Con una honestidad poco usual, el gobierno de China publicó hace poco estadísticas sobre las personas arrestadas y enjuiciadas por poner en peligro la seguridad del Estado, el delito político más grave del código penal. El procurador de mayor rango del país, Han Zhubin, reveló que más de 3,400 personas fueron arrestadas entre 1998 y 2002 por delitos como la subversión, instigación a la subversión, espionaje y tráfico de secretos de Estado.

Los arestos y los juicios por poner en riesgo la seguridad del Estado han aumentado sensiblemente desde el 11 de septiembre de 2001. En el periodo de dos años que terminó el 31 de diciembre de 2002, más de 1,600 personas fueron enjuiciadas bajo ese cargo, la mayoría de ellas después de los ataques terroristas en contra de los EU. Muchos de los arrestados provienen de Xinjiang, una región autónoma del noroeste del país con una población musulmana numerosa e inquieta.

El gobierno de China ha utilizado la guerra contra el terrorismo para actuar en contra de aquéllos que buscan una mayor autonomía, incluyendo a los que lo hacen por medios pacíficos.

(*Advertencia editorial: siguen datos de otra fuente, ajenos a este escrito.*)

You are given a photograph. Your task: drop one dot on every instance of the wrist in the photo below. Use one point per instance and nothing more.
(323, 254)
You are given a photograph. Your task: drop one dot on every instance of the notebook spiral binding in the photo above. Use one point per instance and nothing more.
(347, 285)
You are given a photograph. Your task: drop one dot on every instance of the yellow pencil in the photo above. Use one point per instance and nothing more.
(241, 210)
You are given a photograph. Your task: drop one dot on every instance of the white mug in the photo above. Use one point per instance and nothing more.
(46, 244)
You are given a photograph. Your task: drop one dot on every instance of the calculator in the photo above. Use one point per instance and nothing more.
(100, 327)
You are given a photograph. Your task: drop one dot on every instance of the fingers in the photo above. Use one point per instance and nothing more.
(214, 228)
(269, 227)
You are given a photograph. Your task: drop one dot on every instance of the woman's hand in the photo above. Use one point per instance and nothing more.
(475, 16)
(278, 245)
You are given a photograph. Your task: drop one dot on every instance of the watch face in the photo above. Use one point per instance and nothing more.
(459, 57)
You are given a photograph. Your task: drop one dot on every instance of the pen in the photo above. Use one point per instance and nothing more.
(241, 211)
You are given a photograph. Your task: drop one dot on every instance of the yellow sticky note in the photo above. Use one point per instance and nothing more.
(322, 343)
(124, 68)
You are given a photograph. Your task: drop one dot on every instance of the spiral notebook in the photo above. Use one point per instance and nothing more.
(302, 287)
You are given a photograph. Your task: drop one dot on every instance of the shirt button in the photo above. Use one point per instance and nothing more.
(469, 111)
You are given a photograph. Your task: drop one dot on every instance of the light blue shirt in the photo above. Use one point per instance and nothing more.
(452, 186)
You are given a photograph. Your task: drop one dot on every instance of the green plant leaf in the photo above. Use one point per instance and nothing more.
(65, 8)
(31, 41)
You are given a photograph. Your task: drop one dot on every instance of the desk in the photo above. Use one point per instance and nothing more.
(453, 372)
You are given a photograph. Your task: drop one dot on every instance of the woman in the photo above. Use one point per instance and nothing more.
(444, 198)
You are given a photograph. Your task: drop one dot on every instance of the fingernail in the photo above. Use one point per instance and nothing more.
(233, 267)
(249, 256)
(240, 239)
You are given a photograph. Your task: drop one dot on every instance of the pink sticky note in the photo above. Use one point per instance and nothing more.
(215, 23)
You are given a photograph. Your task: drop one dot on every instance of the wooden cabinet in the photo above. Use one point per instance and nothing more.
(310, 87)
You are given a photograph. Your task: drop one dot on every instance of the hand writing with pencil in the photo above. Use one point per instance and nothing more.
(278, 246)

Entre ellos hay personas como Rebiya Kadeer, una empresaria encarcelada por enviar artículos periodísticos a su esposo en los EU; Tohti Tunyaz, estudiante de doctorado en Japón, acusado de publicar "documentos sensibles"; y Tursunjan Amat, un poeta que recitó una composición en pro de la independencia en una asamblea pública en Urumqi.